The Kukkuṭika (Sanskrit; ) were an early Buddhist school which descended from the Mahāsāṃghika.

==Etymology==
It is likely that the name Kukkuṭika or Kukkulika originated from the Kukkuṭrārāma monastery at Pāṭaliputra, which was an early centre for the Mahāsāṃghikas.

There were numerous variations of this name, such as Kukkuṭika, Kukkulika, Kaukkuṭika, Kaurukullaka, and Gokulika.

The name Gokulika means "cinder", and refers to the doctrine that all conditioned phenomena necessarily involve suffering, and that they are like an "inferno of ashes".

==Doctrines==
The Samayabhedoparacanaćakra of Vasumitra regards the Ekavyāvahārika, Kukkuṭika, and Lokottaravāda as being doctrinally indistinguishable. According to Vasumitra, 48 theses were held in common by these three Mahāsāṃghika sects. Of these 48 special theses, 20 points concern the supramundane nature of buddhas and bodhisattvas. According to the Samayabhedoparacanacakra, these four groups held that the Buddha is able to know all dharmas in a single moment of the mind. Yao Zhihua writes:

In their view, the Buddha is equipped with the following supernatural qualities: transcendence (lokottara), lack of defilements, all of his utterances preaching his teaching, expounding all his teachings in a single utterance, all of his sayings being true, his physical body being limitless, his power (prabhāva) being limitless, the length of his life being limitless, never tiring of enlightening sentient beings and awakening pure faith in them, having no sleep or dreams, no pause in answering a question, and always in meditation (samādhi).

==History==
The Kukkuṭika sect is believed to have split from the main Mahāsāṃghika sect during the reign of Aśoka utilising early Buddha chronology, and the late second century BCE utilising late Buddha chronology. The Bahuśrutīya and Prajñaptivāda are thought to have split from the Kukkuṭikas in the late third or second century BCE. The Kukkuṭikas seem to have remained in Eastern India, and remained strongest in the area around Vārāṇasī.
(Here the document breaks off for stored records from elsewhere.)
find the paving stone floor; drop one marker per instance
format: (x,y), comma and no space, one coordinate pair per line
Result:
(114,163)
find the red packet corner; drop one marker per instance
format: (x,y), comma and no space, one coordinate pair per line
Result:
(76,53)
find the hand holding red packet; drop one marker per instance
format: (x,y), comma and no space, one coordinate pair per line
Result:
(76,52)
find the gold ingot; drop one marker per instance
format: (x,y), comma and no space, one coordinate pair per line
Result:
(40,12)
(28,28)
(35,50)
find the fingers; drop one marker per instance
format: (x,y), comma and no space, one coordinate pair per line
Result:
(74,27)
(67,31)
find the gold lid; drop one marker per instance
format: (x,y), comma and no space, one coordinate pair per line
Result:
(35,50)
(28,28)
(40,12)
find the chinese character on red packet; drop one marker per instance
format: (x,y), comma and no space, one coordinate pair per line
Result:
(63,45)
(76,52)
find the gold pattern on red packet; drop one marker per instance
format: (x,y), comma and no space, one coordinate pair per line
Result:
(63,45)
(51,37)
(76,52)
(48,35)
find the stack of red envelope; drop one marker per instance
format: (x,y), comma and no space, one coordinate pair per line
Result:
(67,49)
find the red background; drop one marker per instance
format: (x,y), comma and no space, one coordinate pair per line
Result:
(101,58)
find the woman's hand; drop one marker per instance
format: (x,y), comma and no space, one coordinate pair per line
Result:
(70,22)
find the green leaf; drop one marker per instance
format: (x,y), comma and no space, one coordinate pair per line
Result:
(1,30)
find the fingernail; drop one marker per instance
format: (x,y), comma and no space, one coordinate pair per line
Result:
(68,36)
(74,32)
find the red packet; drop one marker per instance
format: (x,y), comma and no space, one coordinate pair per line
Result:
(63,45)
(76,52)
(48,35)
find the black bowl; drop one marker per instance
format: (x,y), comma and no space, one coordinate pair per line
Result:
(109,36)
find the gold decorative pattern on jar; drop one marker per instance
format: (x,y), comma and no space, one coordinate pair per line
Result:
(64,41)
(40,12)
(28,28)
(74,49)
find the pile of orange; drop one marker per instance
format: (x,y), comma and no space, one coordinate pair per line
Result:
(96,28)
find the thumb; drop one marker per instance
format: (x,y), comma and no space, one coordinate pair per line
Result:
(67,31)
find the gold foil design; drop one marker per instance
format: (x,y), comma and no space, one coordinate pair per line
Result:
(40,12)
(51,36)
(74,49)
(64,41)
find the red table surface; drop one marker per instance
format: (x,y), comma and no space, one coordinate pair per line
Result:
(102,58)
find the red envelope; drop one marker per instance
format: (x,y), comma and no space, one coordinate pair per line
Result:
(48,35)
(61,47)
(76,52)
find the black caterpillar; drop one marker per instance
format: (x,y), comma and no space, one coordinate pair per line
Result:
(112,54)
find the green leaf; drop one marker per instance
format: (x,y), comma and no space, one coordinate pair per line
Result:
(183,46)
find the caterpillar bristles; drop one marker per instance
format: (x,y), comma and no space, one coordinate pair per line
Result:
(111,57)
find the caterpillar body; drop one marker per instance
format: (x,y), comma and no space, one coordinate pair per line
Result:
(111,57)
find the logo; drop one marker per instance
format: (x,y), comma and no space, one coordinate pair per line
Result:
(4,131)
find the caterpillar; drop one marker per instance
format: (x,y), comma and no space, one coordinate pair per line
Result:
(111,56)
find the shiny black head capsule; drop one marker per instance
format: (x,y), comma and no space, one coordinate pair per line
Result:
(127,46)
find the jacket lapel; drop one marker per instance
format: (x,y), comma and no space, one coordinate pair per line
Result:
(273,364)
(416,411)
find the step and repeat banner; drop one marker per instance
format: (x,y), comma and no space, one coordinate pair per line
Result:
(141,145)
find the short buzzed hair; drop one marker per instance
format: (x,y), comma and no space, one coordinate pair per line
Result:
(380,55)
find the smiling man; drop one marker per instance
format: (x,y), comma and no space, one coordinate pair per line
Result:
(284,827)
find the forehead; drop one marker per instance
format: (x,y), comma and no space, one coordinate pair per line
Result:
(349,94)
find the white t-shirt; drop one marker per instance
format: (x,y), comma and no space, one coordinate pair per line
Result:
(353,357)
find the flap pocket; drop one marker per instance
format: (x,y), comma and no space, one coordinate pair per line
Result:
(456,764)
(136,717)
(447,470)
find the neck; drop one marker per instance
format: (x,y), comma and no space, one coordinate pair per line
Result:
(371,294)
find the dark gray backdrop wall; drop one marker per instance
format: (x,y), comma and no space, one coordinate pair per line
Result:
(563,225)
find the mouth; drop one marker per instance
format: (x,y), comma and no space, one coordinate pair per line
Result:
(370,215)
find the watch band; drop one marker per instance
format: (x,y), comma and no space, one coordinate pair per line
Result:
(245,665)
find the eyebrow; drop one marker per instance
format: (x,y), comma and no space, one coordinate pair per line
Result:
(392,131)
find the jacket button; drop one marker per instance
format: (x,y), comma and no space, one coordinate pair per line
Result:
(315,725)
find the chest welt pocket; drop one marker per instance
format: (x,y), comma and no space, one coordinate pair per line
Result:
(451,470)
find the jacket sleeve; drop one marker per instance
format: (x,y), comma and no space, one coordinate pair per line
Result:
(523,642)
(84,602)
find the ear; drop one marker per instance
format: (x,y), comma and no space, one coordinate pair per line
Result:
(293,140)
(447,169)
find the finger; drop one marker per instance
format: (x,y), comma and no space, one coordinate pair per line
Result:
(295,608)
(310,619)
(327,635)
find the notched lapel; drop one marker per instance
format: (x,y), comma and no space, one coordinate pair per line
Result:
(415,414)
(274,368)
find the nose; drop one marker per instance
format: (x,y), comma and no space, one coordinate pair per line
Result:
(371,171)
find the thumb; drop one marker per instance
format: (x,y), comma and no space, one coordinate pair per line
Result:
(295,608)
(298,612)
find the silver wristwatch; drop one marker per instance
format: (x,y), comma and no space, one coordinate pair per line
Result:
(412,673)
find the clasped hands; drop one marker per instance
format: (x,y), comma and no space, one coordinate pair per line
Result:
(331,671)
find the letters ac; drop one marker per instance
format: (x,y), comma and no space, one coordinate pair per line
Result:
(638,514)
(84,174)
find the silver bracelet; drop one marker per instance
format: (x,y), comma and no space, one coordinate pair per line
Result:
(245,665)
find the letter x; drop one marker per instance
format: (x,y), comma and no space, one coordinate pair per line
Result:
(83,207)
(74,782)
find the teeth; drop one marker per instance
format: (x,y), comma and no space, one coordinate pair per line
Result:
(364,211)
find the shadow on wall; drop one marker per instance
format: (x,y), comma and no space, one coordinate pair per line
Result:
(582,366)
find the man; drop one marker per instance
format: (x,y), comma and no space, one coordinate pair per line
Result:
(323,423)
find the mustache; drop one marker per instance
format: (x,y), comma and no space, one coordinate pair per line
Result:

The sixth-century Indian monk Paramārtha associates the initial composition and acceptance of Mahāyāna sūtras with the Mahāsāṃghika branch of Buddhism. He wrote that the Mahāsāṃghikas initially split into three groups based upon the relative manner and degree to which they accepted the authority of Mahayana teachings. Paramārtha states that at this time, the Kukkuṭika sect did not accept the Mahāyāna sūtras as buddhavacana ("words of the Buddha"), while the Lokottaravāda sect and the Ekavyāvahārika sect did accept the Mahāyāna sūtras as buddhavacana.

In the early fifth century, the Chinese monk Faxian procured a copy of the Mahāsāṃghika Vinaya from a monastery in Pāṭaliputra that he describes as "Mahāyāna". The Kukkuṭikas were a Mahāsāṃghika sect known to exist in Pāṭaliputra, even having alternate names linking them to the Kukkuṭrārāma monastery there.

According to Tāranātha, this school disappeared between the fourth and ninth centuries. In his eighth-century account of the various contemporary Buddhist sects, Vinitadeva does not mention Kukkuṭika. It is possible that this sect had merged completely into Mahāyāna Buddhism by this time.